The cut block is often deployed by teams that use zone blocking schemes on run plays. A back takes the ball on a sweep to the left, and the right tackle and guard, instead of pushing their assignment out of the play, lunge at their opponents' lower bodies. This is meant to take out the defenders' legs, keeping them from pursuing the runner from the back side. The technique also tends to slow defensive linemen down if used regularly. If they know it's a possibility they're going to have their lower bodies attacked on any given play, they begin to protect against it, which sometimes gives a quarterback the extra half-second he needs to get a pass off or a running back a slightly bigger pocket of space in which he can make a cut.

Just because cut blocking works and is technically legal under NFL and NCAA rules doesn't mean everyone is happy with it.
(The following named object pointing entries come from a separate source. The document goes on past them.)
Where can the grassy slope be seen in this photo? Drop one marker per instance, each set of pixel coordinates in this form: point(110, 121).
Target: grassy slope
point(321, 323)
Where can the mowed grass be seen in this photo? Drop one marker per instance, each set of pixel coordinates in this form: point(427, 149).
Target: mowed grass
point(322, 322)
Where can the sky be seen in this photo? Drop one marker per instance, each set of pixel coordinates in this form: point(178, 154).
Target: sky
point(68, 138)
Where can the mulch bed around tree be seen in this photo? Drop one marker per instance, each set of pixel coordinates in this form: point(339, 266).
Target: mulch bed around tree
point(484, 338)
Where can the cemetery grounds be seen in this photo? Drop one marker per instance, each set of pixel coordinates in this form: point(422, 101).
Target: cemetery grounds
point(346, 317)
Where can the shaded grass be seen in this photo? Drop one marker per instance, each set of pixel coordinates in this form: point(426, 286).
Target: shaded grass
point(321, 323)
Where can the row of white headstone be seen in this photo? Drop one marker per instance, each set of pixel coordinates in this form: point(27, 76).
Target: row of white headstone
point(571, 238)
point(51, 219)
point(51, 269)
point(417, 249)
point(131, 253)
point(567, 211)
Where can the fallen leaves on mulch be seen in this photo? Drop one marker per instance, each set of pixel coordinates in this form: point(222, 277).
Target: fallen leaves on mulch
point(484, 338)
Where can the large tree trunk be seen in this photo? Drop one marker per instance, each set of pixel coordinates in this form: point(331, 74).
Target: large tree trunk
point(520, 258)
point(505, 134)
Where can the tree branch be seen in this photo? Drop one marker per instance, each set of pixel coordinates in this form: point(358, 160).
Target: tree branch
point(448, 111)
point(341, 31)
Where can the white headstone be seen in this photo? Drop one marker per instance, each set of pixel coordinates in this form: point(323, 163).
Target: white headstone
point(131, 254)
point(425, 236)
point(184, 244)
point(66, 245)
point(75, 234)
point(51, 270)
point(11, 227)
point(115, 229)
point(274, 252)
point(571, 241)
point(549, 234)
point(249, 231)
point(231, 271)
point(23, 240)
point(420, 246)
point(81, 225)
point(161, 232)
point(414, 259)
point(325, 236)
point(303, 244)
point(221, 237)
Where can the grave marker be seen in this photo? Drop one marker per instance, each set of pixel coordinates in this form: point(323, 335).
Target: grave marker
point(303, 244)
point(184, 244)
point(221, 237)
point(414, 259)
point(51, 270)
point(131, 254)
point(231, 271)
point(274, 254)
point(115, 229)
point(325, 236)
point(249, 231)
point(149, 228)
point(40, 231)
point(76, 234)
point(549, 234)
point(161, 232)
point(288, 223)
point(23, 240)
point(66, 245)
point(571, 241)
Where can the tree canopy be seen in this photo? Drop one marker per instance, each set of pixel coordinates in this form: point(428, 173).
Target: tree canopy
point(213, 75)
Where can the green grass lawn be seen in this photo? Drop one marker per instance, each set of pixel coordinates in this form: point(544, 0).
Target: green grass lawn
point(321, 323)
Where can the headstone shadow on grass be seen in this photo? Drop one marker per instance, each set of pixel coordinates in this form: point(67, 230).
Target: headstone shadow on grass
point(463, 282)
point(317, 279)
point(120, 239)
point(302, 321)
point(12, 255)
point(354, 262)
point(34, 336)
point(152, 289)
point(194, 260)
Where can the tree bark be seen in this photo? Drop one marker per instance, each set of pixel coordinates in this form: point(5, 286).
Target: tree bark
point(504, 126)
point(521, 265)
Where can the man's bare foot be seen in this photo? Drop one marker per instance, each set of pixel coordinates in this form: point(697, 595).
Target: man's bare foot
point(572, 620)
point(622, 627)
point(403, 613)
During his playing days, Marcellus Wiley saw it as dirty and unnecessary: "Why would you want to cut me away from the play and take out my career? Why not have it where you can still play the game, but guys can still go home to their families?'' Current Denver Bronco defensive end Kenny Anunike, who struggled with major knee problems throughout his college career at Duke, has expressed his hatred for it. Brian Kelly has said he's going to make it a point to schedule fewer games against service academies in the future. Those schools run option-heavy -- and by extension cut block-heavy -- offenses, and he doesn't want his defense inundated with leg injuries. If you want some idea of how even cut blocking's proponents feel about it, most teams don't practice it, because they don't want to injure their own players.

Jimbo Fisher wasn't upset, at least not publicly, with the Citadel's approach: "That's how that offense blocks. We cut people, too." Fisher was being conciliatory. FSU cuts sometimes; the Citadel cuts a lot, and apparently with malice aforethought.

There have been movements over the past decade to excise cut blocking from the game. The NFL seriously considered banning it in 2012 and again in 2013, but its competition committee balked both times. Until further notice, cut blocking is legal, but that won't stop coaches and defensive linemen from questioning whether it should be.